On a donc le droit à un casting cinq étoiles pour ce nouvel opus, mais je ne peux pas m'empêcher d'être déçu. Non pas que certains personnages me manquent particulièrement, même si le fait que Sonya Blade ne soit pas présente soit un affront. Non, si je peste, c'est parce qu'à cause d'une politique de DLC intrusive, disons-le clairement, il nous manque des combattants jouables pourtant bien présents dans le jeu de base, puisqu'on les affronte carrément dans le mode histoire ! Oui, on vous voit, Quan Chi et Ermac, déjà prévus pour le pack de DLC 1. Il n'y a pas à dire, ça c'est la honte absolue, c'est ridicule.

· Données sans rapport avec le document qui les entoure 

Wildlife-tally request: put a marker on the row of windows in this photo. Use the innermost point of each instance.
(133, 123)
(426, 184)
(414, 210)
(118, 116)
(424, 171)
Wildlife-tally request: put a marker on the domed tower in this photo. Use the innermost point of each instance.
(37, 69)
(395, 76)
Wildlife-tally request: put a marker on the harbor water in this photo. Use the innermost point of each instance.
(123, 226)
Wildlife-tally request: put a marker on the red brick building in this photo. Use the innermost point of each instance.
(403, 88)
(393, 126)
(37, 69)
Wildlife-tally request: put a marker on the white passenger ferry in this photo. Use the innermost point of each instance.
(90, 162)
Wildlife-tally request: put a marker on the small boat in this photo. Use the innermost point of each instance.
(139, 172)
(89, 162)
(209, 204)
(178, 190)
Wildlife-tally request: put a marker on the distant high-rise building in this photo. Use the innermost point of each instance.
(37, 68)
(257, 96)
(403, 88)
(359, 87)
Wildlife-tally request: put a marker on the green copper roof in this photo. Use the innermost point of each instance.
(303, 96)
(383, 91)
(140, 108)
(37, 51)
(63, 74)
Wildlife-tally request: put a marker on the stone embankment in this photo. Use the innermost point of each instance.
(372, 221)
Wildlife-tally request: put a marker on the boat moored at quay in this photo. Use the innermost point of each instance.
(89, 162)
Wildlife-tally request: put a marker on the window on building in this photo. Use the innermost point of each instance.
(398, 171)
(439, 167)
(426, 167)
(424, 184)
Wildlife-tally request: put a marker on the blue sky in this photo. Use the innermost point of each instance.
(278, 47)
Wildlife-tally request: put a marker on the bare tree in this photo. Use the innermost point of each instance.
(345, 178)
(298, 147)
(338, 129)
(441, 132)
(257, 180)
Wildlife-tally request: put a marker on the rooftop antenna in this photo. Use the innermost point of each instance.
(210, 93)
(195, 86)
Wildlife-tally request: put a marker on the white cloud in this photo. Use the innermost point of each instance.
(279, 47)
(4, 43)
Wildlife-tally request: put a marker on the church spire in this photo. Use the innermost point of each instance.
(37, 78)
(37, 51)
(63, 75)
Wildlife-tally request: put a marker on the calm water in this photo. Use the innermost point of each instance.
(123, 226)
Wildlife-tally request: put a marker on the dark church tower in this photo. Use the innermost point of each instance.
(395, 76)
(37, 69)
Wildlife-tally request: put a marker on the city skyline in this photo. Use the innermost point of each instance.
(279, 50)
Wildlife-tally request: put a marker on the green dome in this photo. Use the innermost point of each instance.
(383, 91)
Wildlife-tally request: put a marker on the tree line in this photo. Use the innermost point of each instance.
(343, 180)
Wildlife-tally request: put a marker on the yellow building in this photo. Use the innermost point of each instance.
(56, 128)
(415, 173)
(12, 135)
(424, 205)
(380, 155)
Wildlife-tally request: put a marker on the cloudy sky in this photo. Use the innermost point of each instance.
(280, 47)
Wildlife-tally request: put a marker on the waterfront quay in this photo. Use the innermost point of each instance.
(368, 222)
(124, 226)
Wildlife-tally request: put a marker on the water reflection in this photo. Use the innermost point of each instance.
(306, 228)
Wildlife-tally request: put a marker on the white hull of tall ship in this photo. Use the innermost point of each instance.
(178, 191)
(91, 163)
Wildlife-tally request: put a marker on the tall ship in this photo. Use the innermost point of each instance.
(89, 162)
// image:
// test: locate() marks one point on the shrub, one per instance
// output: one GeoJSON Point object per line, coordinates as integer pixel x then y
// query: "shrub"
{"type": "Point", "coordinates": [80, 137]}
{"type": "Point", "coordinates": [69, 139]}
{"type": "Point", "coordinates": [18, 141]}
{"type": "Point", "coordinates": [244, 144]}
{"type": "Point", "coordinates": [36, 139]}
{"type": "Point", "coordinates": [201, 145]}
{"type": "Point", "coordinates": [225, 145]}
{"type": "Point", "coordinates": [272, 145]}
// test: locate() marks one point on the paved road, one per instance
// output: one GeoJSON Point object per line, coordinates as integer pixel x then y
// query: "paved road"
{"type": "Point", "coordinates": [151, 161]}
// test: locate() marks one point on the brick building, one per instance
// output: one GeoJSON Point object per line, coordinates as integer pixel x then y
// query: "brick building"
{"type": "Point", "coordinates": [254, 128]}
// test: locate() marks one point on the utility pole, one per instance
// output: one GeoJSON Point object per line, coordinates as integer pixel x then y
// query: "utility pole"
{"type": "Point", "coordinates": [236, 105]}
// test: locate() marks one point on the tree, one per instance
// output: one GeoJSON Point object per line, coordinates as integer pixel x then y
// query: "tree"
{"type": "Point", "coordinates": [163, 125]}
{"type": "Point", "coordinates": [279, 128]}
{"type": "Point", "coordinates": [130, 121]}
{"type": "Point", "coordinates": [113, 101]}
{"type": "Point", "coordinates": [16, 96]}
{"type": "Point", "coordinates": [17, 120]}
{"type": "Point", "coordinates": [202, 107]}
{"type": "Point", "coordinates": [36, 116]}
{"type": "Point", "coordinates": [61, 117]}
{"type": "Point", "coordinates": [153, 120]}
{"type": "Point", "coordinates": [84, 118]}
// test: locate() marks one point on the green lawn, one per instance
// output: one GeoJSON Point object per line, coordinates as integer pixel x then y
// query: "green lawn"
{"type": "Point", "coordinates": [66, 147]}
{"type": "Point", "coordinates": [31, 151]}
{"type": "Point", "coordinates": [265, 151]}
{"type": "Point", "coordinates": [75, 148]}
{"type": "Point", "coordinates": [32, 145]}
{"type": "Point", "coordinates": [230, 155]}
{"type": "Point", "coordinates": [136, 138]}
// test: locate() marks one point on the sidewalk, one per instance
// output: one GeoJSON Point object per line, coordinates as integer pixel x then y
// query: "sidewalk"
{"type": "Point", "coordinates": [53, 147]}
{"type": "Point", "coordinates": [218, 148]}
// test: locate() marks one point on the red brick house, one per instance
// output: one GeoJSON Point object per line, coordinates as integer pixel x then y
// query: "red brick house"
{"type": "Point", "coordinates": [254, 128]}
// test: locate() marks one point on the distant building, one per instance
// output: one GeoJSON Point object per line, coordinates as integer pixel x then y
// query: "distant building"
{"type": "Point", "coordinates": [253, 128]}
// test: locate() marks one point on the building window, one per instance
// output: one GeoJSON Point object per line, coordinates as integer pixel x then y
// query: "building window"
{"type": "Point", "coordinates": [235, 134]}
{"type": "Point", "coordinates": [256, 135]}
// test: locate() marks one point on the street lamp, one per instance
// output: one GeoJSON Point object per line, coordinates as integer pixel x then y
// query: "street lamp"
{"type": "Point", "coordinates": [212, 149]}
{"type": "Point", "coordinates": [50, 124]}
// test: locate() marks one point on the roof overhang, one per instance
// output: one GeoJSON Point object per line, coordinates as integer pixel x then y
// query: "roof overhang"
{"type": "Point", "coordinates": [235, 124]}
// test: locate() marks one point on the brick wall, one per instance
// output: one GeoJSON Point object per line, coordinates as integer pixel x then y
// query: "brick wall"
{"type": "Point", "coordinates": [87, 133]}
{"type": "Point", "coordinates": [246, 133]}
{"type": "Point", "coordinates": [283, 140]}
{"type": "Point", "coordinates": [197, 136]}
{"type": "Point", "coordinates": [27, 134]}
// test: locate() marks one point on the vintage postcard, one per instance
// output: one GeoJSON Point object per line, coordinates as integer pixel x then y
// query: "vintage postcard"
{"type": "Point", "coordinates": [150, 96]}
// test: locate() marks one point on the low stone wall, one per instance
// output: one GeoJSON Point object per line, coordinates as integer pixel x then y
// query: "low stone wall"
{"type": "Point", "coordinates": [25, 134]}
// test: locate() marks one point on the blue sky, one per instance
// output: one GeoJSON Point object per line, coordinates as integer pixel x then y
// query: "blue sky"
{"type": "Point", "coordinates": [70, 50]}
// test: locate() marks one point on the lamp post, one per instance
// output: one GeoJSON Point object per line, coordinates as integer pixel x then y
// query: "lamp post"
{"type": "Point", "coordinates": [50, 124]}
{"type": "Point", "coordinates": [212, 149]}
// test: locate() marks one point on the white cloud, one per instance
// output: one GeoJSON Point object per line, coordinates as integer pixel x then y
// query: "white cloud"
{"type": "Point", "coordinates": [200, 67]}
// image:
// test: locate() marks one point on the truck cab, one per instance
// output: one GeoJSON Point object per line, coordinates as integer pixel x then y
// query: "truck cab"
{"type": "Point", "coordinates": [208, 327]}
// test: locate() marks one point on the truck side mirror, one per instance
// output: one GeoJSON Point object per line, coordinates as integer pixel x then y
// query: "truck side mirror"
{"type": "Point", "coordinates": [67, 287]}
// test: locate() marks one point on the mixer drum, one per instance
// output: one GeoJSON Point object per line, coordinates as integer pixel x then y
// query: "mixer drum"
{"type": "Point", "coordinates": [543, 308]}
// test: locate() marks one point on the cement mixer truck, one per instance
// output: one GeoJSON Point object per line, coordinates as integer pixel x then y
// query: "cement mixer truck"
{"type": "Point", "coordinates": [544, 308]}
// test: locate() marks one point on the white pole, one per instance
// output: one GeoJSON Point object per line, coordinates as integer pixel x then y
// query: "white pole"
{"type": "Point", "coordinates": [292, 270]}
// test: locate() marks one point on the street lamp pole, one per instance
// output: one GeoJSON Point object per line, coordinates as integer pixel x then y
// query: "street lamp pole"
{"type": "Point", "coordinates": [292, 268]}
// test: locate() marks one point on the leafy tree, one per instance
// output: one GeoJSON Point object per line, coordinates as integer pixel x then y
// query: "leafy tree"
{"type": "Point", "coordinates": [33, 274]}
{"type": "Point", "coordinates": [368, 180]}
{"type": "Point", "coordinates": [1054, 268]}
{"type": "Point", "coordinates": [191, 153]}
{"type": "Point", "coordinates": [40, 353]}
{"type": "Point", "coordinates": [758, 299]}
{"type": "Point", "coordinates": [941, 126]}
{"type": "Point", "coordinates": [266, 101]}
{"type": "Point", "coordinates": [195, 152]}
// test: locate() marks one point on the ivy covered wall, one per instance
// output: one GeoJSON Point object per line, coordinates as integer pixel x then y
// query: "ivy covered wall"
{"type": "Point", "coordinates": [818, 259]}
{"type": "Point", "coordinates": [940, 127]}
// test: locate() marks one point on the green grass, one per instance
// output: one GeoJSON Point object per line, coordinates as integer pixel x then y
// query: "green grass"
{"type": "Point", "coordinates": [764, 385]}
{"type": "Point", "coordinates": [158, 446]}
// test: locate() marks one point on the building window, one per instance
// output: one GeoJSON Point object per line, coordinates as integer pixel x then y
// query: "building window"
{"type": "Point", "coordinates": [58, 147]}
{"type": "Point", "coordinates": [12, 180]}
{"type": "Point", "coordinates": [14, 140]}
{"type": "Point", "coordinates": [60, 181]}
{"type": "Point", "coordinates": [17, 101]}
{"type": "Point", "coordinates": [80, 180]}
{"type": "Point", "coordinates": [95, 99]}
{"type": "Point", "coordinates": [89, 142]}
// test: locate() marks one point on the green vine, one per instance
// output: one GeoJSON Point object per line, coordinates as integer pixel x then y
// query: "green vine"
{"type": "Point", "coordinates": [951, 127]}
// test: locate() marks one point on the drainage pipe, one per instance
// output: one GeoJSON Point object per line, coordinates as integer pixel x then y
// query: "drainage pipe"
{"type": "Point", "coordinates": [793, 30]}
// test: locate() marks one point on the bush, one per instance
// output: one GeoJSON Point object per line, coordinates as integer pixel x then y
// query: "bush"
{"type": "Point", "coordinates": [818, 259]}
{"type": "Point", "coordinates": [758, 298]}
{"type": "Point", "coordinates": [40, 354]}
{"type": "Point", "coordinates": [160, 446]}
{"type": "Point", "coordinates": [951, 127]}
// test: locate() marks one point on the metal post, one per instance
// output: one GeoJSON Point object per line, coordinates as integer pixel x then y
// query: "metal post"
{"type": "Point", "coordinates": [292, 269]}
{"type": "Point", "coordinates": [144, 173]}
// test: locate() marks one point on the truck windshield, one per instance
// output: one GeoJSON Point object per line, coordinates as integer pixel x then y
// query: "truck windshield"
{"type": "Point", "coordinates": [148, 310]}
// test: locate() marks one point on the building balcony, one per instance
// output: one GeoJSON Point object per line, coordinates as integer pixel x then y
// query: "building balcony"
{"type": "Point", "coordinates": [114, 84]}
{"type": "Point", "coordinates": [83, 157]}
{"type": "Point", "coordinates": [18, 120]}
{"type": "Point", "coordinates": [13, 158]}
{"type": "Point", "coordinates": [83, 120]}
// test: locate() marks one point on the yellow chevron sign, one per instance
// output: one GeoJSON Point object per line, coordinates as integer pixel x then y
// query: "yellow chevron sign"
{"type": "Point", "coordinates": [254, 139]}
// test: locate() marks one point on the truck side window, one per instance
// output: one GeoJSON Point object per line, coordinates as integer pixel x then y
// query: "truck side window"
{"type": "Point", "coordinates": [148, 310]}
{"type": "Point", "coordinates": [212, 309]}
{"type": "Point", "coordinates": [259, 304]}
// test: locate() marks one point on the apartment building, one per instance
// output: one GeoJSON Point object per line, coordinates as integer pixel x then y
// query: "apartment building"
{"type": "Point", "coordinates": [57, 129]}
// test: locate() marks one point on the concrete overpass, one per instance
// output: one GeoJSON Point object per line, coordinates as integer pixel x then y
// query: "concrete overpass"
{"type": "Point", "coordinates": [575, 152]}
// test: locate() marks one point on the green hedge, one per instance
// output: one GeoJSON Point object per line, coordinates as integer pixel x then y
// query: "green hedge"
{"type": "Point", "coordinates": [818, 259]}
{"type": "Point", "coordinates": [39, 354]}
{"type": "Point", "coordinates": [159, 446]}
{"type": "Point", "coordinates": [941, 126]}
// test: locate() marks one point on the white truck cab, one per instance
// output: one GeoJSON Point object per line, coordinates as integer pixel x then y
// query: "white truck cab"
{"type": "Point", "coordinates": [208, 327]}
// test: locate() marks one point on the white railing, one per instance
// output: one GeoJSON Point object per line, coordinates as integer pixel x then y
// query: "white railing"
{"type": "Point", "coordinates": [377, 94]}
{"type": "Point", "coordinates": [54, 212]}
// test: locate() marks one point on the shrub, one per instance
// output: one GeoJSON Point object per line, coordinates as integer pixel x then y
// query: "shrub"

Malgré tout, Mortal Kombat 1 reste un jeu généreux à plus d'un titre. En plus du roster jouable, il accueille une quinzaine de personnages secondaires, disons, Kaméo, qui peuvent intervenir sur commande lors des combats. Une mécanique amusante qui sert surtout ici d'excuse, encore une fois, pour intégrer une tonne de personnages (et une tonne de DLC, disons-le clairement). Sonya Blade, Kano, Sub-Zero, Frost… des versions old school de nos héros favoris. Malheureusement, aucun de ceux-là n'est jouable. On remarquera que certains persos sont disponibles dans leur nouvelle version dans le roster jouable, mais c'est tout.
FIGHT !
Il n'empêche que ces personnages Kameo sont très utiles en combat. Dans Mortal Kombat 1, avant de lancer l'affrontement, on choisira désormais deux héros : celui que l'on contrôlera directement et un Kameo. Ce dernier pourra être appelé à la rescousse à tout moment, tant que sa jauge de disponibilité est pleine. Cette fonctionnalité ouvre de nouvelles opportunités puisque vous pouvez grâce à eux prolonger vos combos, vous ouvrir des fenêtres d'attaque autrement inaccessibles ou briser les combos adverses, histoire de ne pas finir la tronche écrasée dans l'un des coins de l'écran.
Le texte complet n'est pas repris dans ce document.